Review – The Prose Factory: Literary Life in England Since 1918 by D. J. Taylor
Is there such thing as a presiding literary culture today? Such is the implicit question of the final chapters of D. J. Taylor’s The Prose Factory, a history of literary life in this country since the end of the Great War. Surveying the ruins of the contemporary publishing industry, where technology has aided the self-publisher and self-publicist and little else, he concludes that there is not. Instead, there could soon be two competing literary cultures – one distinctly and deliberately highbrow, a culture of expensive hardbacks and fashionably small circulations, and the other a culture of genre fiction, ghost-written autobiographies and discounted bestsellers.
Taylor does not pass judgement on this development, noting fairly that such things have happened before and that every time eminent writers were convinced that the sky was about to fall in.
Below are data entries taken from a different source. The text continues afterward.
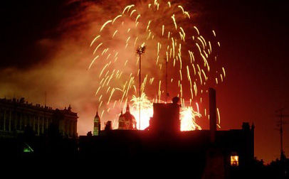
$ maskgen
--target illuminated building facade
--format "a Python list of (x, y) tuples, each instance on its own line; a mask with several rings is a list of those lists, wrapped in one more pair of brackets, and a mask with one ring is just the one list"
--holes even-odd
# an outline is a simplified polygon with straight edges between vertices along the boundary
[[(80, 156), (89, 160), (134, 162), (137, 158), (140, 165), (156, 163), (156, 168), (173, 166), (185, 168), (189, 163), (194, 178), (233, 178), (245, 173), (253, 163), (255, 126), (244, 122), (240, 129), (217, 130), (216, 115), (213, 114), (216, 113), (215, 97), (215, 91), (210, 90), (212, 117), (209, 130), (181, 131), (181, 107), (177, 102), (154, 104), (147, 129), (110, 129), (95, 137), (80, 136)], [(120, 117), (119, 129), (124, 129), (123, 115)], [(103, 153), (103, 158), (100, 158), (99, 153)]]
[(135, 130), (137, 129), (137, 121), (135, 116), (130, 114), (130, 106), (127, 104), (125, 114), (121, 111), (118, 119), (118, 129)]
[(77, 113), (69, 106), (64, 109), (53, 109), (38, 104), (33, 105), (24, 98), (0, 99), (0, 136), (13, 137), (23, 134), (30, 126), (36, 136), (45, 135), (50, 126), (56, 127), (63, 136), (77, 136)]
[(98, 116), (98, 112), (96, 111), (96, 114), (93, 120), (93, 136), (98, 136), (100, 132), (100, 118)]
But he does not deny that these are lean years for new writers, many of whom will have to cheapen themselves if they want to make a living, or starve for their art on the insultingly low advances offered by contemporary publishing houses.
Once upon a time, however, there was such a thing as a dominant literary culture; or rather, there were debates about what that culture was, and what it should constitute in the ideal. Even though there was no real mass audience, and such debates were decidedly minority pursuits, these things mattered. T. S. Eliot elicited much comment with “The Love Song of J. Alfred Prufrock” when it was first issued in Poetry in 1915. Such debates meant something to a great swathe of the literate public. Aside from a few manufactured scandals, one cannot imagine such a controversy arising today – at least from a matter of taste.
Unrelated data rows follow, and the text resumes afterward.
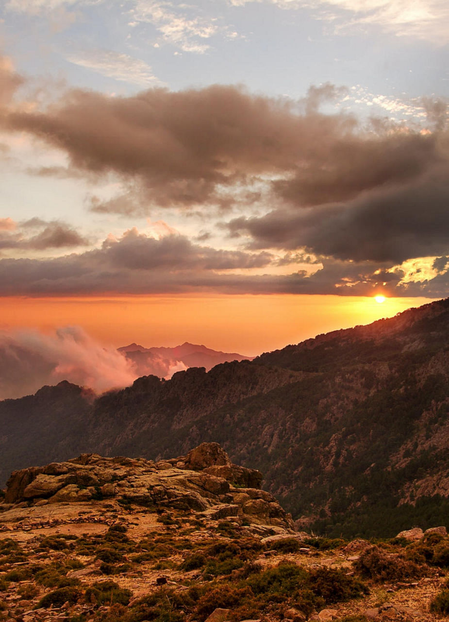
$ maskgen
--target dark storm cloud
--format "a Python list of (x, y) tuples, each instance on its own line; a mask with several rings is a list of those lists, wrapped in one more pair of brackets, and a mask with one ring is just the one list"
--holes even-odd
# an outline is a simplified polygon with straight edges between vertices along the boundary
[[(148, 293), (221, 286), (222, 271), (263, 268), (270, 253), (217, 250), (183, 236), (127, 231), (101, 249), (54, 259), (0, 260), (0, 295)], [(233, 277), (234, 278), (234, 277)], [(235, 279), (238, 281), (238, 276)]]
[[(211, 289), (368, 295), (381, 286), (399, 295), (432, 296), (447, 286), (442, 259), (435, 266), (441, 274), (430, 281), (404, 284), (404, 273), (392, 271), (406, 259), (449, 254), (444, 103), (423, 101), (430, 131), (381, 119), (362, 127), (350, 114), (324, 114), (320, 106), (344, 93), (329, 83), (311, 87), (297, 102), (214, 85), (129, 97), (71, 90), (40, 108), (16, 101), (21, 83), (7, 62), (0, 64), (2, 128), (27, 132), (69, 159), (66, 169), (33, 174), (120, 178), (124, 193), (107, 201), (89, 197), (90, 211), (141, 216), (158, 205), (207, 218), (212, 205), (224, 211), (234, 203), (252, 213), (263, 214), (267, 204), (271, 211), (224, 225), (232, 236), (248, 236), (242, 241), (250, 252), (201, 246), (183, 236), (156, 240), (131, 230), (79, 254), (3, 259), (3, 295)], [(0, 226), (4, 248), (84, 241), (60, 223), (8, 226)], [(207, 234), (200, 232), (196, 241)], [(270, 254), (273, 248), (281, 258)], [(322, 265), (312, 276), (263, 274), (311, 262)], [(247, 269), (261, 274), (229, 272)]]
[[(177, 257), (177, 261), (174, 259)], [(340, 295), (439, 296), (449, 285), (443, 273), (404, 284), (404, 273), (377, 262), (324, 259), (309, 274), (243, 274), (233, 271), (267, 264), (266, 253), (217, 251), (183, 236), (160, 240), (135, 231), (101, 249), (52, 259), (0, 260), (0, 295), (168, 294), (335, 294)], [(263, 272), (263, 269), (261, 271)]]
[(254, 248), (305, 248), (319, 256), (393, 265), (449, 249), (449, 177), (366, 193), (348, 203), (278, 210), (229, 223)]
[[(150, 203), (225, 208), (233, 199), (224, 188), (273, 175), (284, 177), (273, 183), (274, 196), (295, 206), (347, 200), (406, 183), (445, 158), (435, 136), (394, 126), (387, 131), (380, 123), (368, 131), (350, 115), (319, 112), (320, 104), (343, 91), (329, 83), (311, 86), (294, 103), (220, 85), (155, 88), (130, 97), (78, 90), (40, 111), (10, 107), (5, 123), (63, 149), (71, 160), (68, 170), (113, 172), (138, 182), (147, 209)], [(427, 105), (439, 119), (440, 105)], [(247, 194), (248, 200), (255, 196)], [(127, 195), (91, 207), (142, 211)]]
And taste, Taylor writes, was what mattered to critics and readers alike. The ‘little magazines’ of the first half of the twentieth century, for example Eliot’s Criterion, arguing fiercely over modernism, cared deeply about taste. These arguments persisted for the remainder of the century, in little magazines, in university common rooms, in magazine letters pages; and they mattered retrospectively, in diaries and memoirs of participants, who remembered these discussions more than half a century after they had so captured the attention of the cultural élite.
There is a real sense of intellectual dynamism which pervades Taylor’s survey. He writes of Experiment, a magazine undertaken and edited by Cambridge undergraduates, including Jacob Bronowski: ‘Editorial standards were high – so high that Bronowski felt able to reject a submission from Ezra Pound’. The magazine’s editors were personally congratulated in letters from Eliot and James Joyce.
With taste came arguments about tastefulness, and with these arguments came a real sense of literary progression, in which styles and worldviews were generated – often with an overblown manifesto in a small-circulation magazine – briefly flowered, and then finally succumbed to the pressure of production, yielding to the onward march of modernity. Some of the old titans persisted for years, but they were eventually rendered silent by time or commercial reality – or both.
This is a rather cyclical idea of literary culture, one which can appear almost mechanistic. The impression appears apt. Writers have not been allowed to be idle since the disappearance of the wealthy patron. Writers now have to work for a living. Years ago, many could draw upon private means; writers today, like the chancers depicted in George Gissing’s New Grub Street, have to engage in hack work just to feed themselves and their families. At times this can prove a real strain, as Taylor conveys through the description of a succession of minor writers whose careers were nasty, brutish, but not, by necessity, short.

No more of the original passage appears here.